When we imagine our world, it’s like a kaleidoscope, every one is engrossed looking through that kaleidoscope with one eye, and all they can see is their present state of mind and their hopes! But the kaleidoscope is such that, however one turns it around, those who do not want to see will not know the truth even if they see it. But just because people don’t see it doesn’t mean that the “truth” doesn’t exist. If there was but one blind man, wouldn’t he be the only one being left living on earth and in the universe? “Reality” is but one view that men have about reality, or an attitude. Men who push things further create a faith. All the knowledge accumulated by men over the centuries has become, when transmitted, a “certainty.” Every man’s opinion is made up from is experience, and that’s what makes the world so diverse. Everybody argues that his “truth is the only one that’s right.” And the greatness of Zhuangzi is that he has experienced that “dreaming” and “awareness” were reciprocal and, as it were, one same thing, the two sides of the same medal.
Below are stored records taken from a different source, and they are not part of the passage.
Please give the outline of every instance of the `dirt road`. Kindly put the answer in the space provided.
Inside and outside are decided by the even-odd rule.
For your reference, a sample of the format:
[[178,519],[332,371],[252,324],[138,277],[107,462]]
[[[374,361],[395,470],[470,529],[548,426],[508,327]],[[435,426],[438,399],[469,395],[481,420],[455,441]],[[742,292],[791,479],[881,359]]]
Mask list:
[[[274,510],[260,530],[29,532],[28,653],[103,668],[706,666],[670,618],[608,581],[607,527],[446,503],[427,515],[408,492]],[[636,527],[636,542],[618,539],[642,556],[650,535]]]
Everybody’s reality is just; it is but a resonance between oneself in particular and the universe.

 


On New Year’s Eve before the beginning of 2010, I climbed once again on that boulder and watched the sun set. I thought about that year I spent painting “carefree butterflies” and I imagined them trying to catch up with the sun and invite him to come back for the evening party. The image was so vivid that I laughed out loud, and the sound of my mirth echoed between the boulders like a bunch of singing monkeys. Suddenly a question that I had been pondering over for years came up to my mind: what makes us judge each other and causes the phenomenon of defensive separation? An answer rose in my heart: “Perhaps we use what we cannot accept within ourselves as a weapon against others. Then, only after we have lived out our experiences and found therein our own inner harmony, can we understand others rather than judge them, and accept them as they really are!”

The sun went down behind the horizon, and as I leapt down from the boulder I felt myself as light as a swallow. I spent that night dancing with friends. The last night of 2009, as midnight bell struck, we hugged each other and exchanged kisses, honking like monkeys. And we all danced like butterflies.

When I woke up on the first morning of 2010, I dreamt that we were still dancing, and in my dream I knew I was dreaming! It looked as though “dreaming” and “being awake” were not only real but the same thing. I got up, and wrote a Season’s Greetings card to a friend with whom I had quarrelled and had not had any relations for years, with this sentence: “Forgiving others is like forgiving ourselves: it makes all of us brighter and clearer.” A few days later the card came back in my mailbox: I had sent it to a wrong address. Another strike of luck! I told myself: “You see, you must forgive yourself before you can find harmony and forgive others.” Life gives you sometimes little signs such as this one that make you ponder a lot! I wrote another card with the words: “I love you:”

What I want to share with this exhibition is this: “Life is a gift! Enjoy it!”